In [None]:
knitr::opts_chunk$set(
  collapse = TRUE,
  comment = "#>"
)

In [None]:
# Install Google Colab dependencies
# Note: this can take 30+ minutes (many of the dependencies include C++ code, which needs to be compiled)

# First install `sf`, `ragg` and `textshaping` and their system dependencies:
system("apt-get -y update && apt-get install -y  libudunits2-dev libgdal-dev libgeos-dev libproj-dev libharfbuzz-dev libfribidi-dev")
install.packages("sf")
install.packages("textshaping")
install.packages("ragg")

# Install system dependencies of some other R packages that Voyager either imports or suggests:
system("apt-get install -y libfribidi-dev libcairo2-dev libmagick++-dev")

# Install Voyager from Bioconductor:
install.packages("BiocManager")
BiocManager::install(version = "release", ask = FALSE, update = FALSE, Ncpus = 2)
BiocManager::install("scater")
system.time(
  BiocManager::install("Voyager", dependencies = TRUE, Ncpus = 2, update = FALSE)
)

# Other packages used in this vignette
packageVersion("Voyager")

# Introduction
In geostatistical data, an underlying spatial process is sampled at known locations.

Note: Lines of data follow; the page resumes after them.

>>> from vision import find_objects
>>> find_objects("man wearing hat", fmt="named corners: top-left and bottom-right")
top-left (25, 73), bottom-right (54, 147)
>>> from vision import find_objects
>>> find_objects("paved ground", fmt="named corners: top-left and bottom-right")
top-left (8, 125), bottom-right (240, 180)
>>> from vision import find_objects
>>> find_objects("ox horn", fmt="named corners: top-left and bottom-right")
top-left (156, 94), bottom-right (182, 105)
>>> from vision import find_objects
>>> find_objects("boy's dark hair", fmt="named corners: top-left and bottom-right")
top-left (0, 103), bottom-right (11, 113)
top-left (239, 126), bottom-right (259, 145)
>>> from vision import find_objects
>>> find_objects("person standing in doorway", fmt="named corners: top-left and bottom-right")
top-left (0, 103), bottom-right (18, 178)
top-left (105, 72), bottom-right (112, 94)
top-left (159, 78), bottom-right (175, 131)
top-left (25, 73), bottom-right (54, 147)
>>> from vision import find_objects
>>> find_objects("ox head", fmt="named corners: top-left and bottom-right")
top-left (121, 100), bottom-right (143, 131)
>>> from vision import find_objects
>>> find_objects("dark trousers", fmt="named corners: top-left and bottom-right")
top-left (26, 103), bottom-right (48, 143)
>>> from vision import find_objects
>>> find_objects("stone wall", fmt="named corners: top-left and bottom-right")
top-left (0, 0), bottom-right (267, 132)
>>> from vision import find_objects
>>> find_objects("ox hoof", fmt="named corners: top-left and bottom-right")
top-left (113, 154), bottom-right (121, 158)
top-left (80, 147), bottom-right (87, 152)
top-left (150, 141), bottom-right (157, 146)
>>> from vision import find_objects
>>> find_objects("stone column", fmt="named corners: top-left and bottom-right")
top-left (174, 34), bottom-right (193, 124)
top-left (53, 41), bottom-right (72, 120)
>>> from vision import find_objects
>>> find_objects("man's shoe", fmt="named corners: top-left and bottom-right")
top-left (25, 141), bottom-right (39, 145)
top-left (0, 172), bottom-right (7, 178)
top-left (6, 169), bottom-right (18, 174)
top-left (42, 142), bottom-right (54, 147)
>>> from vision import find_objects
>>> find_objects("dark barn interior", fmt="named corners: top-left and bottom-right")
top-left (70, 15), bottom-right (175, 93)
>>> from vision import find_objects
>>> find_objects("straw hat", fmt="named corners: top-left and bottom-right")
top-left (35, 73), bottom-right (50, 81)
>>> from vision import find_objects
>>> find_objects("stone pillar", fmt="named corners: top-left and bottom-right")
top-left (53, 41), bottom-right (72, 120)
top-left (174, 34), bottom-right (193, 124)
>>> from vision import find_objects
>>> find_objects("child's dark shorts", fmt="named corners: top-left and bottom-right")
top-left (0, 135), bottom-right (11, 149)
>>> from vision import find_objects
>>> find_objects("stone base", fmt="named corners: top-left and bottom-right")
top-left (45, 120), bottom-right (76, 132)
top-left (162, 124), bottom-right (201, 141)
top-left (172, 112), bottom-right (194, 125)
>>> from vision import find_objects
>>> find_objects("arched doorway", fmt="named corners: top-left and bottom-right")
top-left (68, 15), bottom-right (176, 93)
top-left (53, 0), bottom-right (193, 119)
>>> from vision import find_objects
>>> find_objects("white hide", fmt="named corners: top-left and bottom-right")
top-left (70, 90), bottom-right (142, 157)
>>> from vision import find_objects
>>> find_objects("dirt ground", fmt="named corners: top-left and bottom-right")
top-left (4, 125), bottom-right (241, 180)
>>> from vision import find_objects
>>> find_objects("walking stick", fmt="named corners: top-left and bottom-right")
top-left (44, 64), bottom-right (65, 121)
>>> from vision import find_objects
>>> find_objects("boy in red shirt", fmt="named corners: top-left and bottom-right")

Kriging uses a Gaussian process model to interpolate the values between the sample locations, and the semivariogram is used to model the spatial dependency between the locations as the covariance of the Gaussian process. When not kriging, the semivariogram can be used as an exploratory data analysis tool to find the length scale and anisotropy of spatial autocorrelation. The semivariogram is defined as

$$
\gamma(t) = \frac 1 2 \mathrm{Var}(X_t - X_0),
$$

where $X$ is the value such as gene expression, and $t$ is a spatial vector. $X_0$ is the value at a location of interest, and $X_t$ is the value lagged by $t$. With positive spatial autocorrelation, the variance would be smaller among nearby values, so the variogram would increase with distance, eventually leveling off when the distance is beyond the length scale of spatial autocorrelation. The "semi" comes from the 1/2, which comes from the assumption that the Gaussian process is weakly stationary, i.e. the covariance between two locations only depends on the spatial lag between them:

$$\begin{align}
\mathrm{Var}(X_{t_2} - X_{t_1}) &= \mathrm{Var}(X_{t_2}) + \mathrm{Var}(X_{t_1}) - 2\mathrm{Cov}(X_{t_2}, X_{t_1}) \\
&= 2\rho(0) - 2\rho(t_2 - t_1),
\end{align}$$

where $\rho$ is a covariance function and $t_1$ and $t_2$ are spatial locations. A model can be fitted to the empirical semivariogram, to model this $\rho$. That the variance of differences between the value across locations only depends on the spatial lag means intrinsically stationary, which is even weaker and more generalizable than weakly stationary. The weaker assumption is used in kriging.

This vignette demonstrates the variogram as an ESDA tool, including interpretation of the univariate variogram, anisotropic variograms (variograms in different directions), variogram maps, and bivariate cross variograms.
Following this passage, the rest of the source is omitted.